Tuesday, May 20, 2008

dude, where's my image?

Check out IM2GPS: estimating geographic information from a single image. This is CVPR2008 work done by James Hays and Alexei Efros. Some crazy titles that have been suggested to James can also be seen on his project site -- some of them are rather funny too!

Anyways, you can just read his abstract and browse his results if you are interested in the kind of computer vision research that uses millions of images. The basic idea is to predict the location of an image using only information embedded inside the image (and a training set of over 6 million geo-tagged Flickr images.)

Saturday, May 17, 2008

what is recognition?

I want to briefly discuss what the terms recognition, classification, and categorization mean to me and how they relate to the fields such as computer vision, machine learning, and psychology.

From my understanding, "category" == "class" and thus categorization and classification are the same thing! It is correct to say that when we categorize, we affix a label to some entity. But these labels do refer to categories, or classes. One can attribute the popularity of the term 'classification' to the field of machine learning. Categorization is a term that was more heavily used in psychology and only recently it is popping up in computer vision papers.

Because I see classification and categorization as the same thing, I don't agree that only one can be hierarchical.

Regarding the term recognition, the answer is a bit more complicated. In the field of computer vision, when one says that they are interested in recognition they are usually interested in recognizing novel instances from some predefined list of classes. To stress the interest in discrimination between a large number of object classes, vision researchers have recently begun using terms such as "a visual categorization system" or they talk about "object class recognition."

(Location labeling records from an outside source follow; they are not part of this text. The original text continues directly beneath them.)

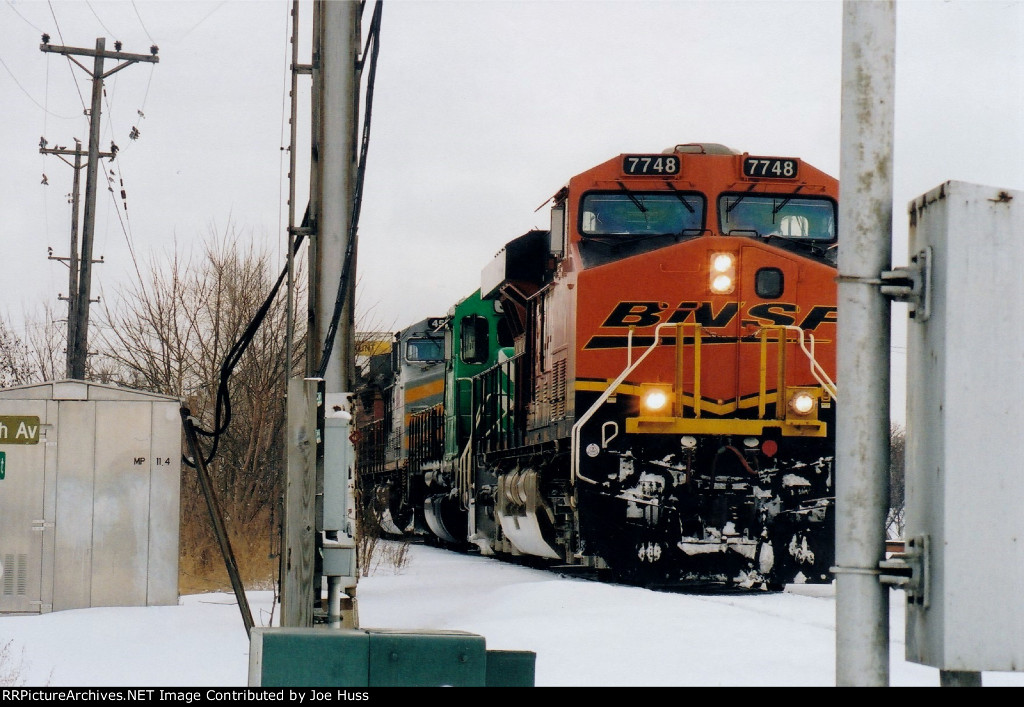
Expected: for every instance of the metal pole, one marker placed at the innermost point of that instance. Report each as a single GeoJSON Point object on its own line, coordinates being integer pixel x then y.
{"type": "Point", "coordinates": [862, 430]}
{"type": "Point", "coordinates": [339, 99]}
{"type": "Point", "coordinates": [88, 225]}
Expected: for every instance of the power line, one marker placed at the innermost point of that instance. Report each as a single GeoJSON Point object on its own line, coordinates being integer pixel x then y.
{"type": "Point", "coordinates": [152, 41]}
{"type": "Point", "coordinates": [4, 64]}
{"type": "Point", "coordinates": [70, 67]}
{"type": "Point", "coordinates": [89, 5]}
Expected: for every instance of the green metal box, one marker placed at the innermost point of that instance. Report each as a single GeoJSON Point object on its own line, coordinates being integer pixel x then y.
{"type": "Point", "coordinates": [382, 658]}
{"type": "Point", "coordinates": [308, 657]}
{"type": "Point", "coordinates": [420, 659]}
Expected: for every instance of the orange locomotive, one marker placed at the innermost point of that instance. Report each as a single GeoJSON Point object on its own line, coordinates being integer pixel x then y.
{"type": "Point", "coordinates": [665, 408]}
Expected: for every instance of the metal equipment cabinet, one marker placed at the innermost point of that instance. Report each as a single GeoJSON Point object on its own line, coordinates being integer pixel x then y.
{"type": "Point", "coordinates": [89, 497]}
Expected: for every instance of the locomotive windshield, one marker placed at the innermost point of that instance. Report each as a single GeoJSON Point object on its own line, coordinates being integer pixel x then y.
{"type": "Point", "coordinates": [425, 349]}
{"type": "Point", "coordinates": [617, 224]}
{"type": "Point", "coordinates": [796, 218]}
{"type": "Point", "coordinates": [642, 213]}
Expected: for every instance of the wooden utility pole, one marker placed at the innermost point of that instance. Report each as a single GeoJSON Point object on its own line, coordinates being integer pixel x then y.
{"type": "Point", "coordinates": [73, 257]}
{"type": "Point", "coordinates": [79, 348]}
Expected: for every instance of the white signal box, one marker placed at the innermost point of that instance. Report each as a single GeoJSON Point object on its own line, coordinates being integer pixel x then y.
{"type": "Point", "coordinates": [965, 453]}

In all places that I have seen this term pop up, "identification" refers to specific instances. A face identification system might be designed to find faces of George Bush and might work on top of a face-class recognition system. The problem is that early work in computer vision was usually concerned with a fixed number of objects and the goal was to find those exact object instances inside an image -- and this was referred to as simply "recognition." Nowadays, we often use the term "recognition" to refer to category-level recognition and not specific objects.

In conclusion, recognition is a very general term that has been applied to both category-level recognition (dog vs. cat vs. car vs. person) and recognition of specific object instances (this particular blue ball vs. this particular face). To be more precise, one can use the terms "category-level recognition" and "identification."

This post has been written in response to Vidit Jain's blog post titled "Etymology of common learning-related words such as recognize."